In Alfie (1966), the title character, played by Michael Caine, goes through the entire movie breaking the fourth wall in order to give advice and commentary on how to handle women. I don’t suppose I need to say that Caine is handsome and tall, 6′ 2″ to be precise, so for those of us in the audience who, physically speaking, are not so fortunately endowed, we have to wonder if his advice would apply to us.

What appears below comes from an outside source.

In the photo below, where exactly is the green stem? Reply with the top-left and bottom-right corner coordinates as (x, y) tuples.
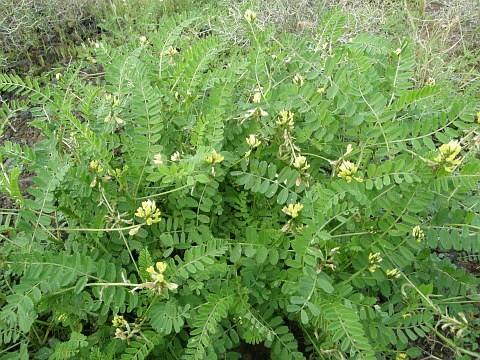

In any event, he makes a distinction about displaying a sense of humor that Leopold did not. He has just finished having sex with a married woman, who steps away for a moment so that Alfie can talk to us in the audience:

A married woman. Every one of them in need of a good laugh. It never strikes their husbands. Make a married woman laugh, and you're halfway there with her. It don’t work with the single bird. It’d start you off on the wrong foot. You get one of them laughing, you won’t get nothing else. [Then he refers again to the married woman.] Just listen to it. It was dead glum when I met it tonight. I listened to its problems, then I got it laughing. It’ll go home happy.

There may be something in what he says. A woman that is single and unattached, even if she never intends to get married, cannot help but evaluate a man according to whether he would make a good husband, which is to say, whether he would be responsible, give her security, and be a provider for her and her children. This is serious business, which requires a serious man. A married woman, on the other hand, need not be concerned about such things when she has an affair. An irresponsible, lazy, unambitious fellow who can give her a few laughs and make her feel pretty again may be all she needs. Of course, not all women have affairs to the same end. For some, an affair is a transition to a future ex-husband. But if all she wants is a little on the side, she may find that a man with a sense of humor is just what she needs.

Of course, I still don’t believe that a man like Michael Caine, who is tall and handsome, would strike out with single women just because he supposedly made the mistake of making them laugh.

In any event, Patrice is not married in Kate & Leopold, so according to Alfie’s philosophy, Charlie should not have tried to be funny. However, what neither Leopold nor Alfie seems to realize is that when a man lacks their physical charms, he might play the clown to avoid being pitied.